Thanks Gabriel. We can work on a LVS / Varnish / HTTPS layer for this, and get started on this.

However we can't offer SPDY at this time. We'd really like to offer SPDY (and/or HTTP 2) in the near future, but we're not nearly ready for this, and won't be for at least another quarter. We need to figure out what we're gonna do with our HTTPS layer first, and have just started work on this.

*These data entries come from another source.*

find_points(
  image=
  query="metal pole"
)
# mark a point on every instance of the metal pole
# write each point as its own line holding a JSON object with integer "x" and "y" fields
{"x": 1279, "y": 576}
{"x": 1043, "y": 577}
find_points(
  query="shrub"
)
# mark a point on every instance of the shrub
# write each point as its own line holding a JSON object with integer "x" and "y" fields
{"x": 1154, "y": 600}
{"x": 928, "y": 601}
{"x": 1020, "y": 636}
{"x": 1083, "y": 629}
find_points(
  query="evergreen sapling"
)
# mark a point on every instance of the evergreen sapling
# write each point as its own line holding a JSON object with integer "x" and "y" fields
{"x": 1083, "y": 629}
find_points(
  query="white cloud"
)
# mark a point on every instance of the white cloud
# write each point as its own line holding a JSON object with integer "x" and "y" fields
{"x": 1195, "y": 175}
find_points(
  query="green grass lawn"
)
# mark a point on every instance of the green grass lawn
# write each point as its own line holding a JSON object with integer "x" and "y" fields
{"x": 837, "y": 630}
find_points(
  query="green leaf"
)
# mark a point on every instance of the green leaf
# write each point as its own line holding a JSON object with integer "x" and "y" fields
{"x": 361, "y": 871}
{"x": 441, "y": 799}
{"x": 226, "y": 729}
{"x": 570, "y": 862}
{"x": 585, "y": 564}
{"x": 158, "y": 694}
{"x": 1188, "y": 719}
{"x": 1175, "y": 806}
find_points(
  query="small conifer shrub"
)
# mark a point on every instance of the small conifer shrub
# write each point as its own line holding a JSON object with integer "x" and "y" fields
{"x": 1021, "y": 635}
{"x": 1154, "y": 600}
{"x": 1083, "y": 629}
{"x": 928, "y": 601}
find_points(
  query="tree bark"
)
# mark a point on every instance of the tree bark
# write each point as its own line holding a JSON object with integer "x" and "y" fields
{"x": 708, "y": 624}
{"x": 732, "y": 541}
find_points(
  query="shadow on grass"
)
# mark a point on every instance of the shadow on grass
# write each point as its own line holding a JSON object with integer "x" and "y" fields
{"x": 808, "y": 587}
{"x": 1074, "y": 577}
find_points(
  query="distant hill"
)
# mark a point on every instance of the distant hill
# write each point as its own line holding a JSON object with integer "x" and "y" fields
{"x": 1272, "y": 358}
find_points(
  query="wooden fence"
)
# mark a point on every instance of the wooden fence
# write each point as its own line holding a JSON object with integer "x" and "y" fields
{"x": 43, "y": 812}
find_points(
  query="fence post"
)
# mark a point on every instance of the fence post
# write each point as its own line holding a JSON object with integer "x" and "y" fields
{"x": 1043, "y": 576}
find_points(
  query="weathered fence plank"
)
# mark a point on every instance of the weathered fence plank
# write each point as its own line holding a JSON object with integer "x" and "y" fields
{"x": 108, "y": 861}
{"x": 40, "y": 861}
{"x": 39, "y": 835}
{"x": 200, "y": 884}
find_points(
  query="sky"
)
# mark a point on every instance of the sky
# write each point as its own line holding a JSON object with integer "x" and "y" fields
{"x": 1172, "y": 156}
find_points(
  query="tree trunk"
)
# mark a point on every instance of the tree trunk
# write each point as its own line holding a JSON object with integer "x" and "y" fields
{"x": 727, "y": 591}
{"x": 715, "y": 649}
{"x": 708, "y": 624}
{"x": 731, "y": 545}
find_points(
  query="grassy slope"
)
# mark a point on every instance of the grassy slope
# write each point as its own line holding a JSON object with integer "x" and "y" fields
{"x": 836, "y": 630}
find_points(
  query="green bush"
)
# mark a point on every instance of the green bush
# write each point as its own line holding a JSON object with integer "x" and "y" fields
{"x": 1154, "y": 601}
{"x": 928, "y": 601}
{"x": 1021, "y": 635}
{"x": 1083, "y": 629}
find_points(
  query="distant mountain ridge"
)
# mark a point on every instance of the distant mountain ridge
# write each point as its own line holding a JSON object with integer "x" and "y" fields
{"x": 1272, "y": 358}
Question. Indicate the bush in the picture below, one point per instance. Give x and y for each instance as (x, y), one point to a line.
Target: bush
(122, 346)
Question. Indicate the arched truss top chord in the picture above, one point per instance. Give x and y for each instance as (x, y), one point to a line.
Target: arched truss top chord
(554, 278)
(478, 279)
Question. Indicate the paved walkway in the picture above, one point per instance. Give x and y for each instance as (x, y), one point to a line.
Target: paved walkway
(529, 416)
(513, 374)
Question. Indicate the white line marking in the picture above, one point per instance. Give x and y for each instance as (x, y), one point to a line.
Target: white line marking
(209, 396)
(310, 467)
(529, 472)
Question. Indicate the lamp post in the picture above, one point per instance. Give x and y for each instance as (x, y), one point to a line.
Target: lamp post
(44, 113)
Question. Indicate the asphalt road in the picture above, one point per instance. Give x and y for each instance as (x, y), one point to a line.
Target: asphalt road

This will also determine what we can do around SPDY & HTTP2. (And no, it's not a straightforward upgrade to a newer nginx right now. :) As SPDY doesn't appear to be a strict requirement for RESTbase at all, I'd like to decouple it from this project, and revisit it later.

What would be the disadvantages of using api.wikimedia.org?

To some it implies that the restbase API is now the definitive and exclusive Wikimedia API, which it is not at this point.

Count me as part of "some". :-) I think we made a mistake during the years that we referred to what we now call the Action API as simply "the API". Having "api.wikimedia.org" puts us right back in that spot.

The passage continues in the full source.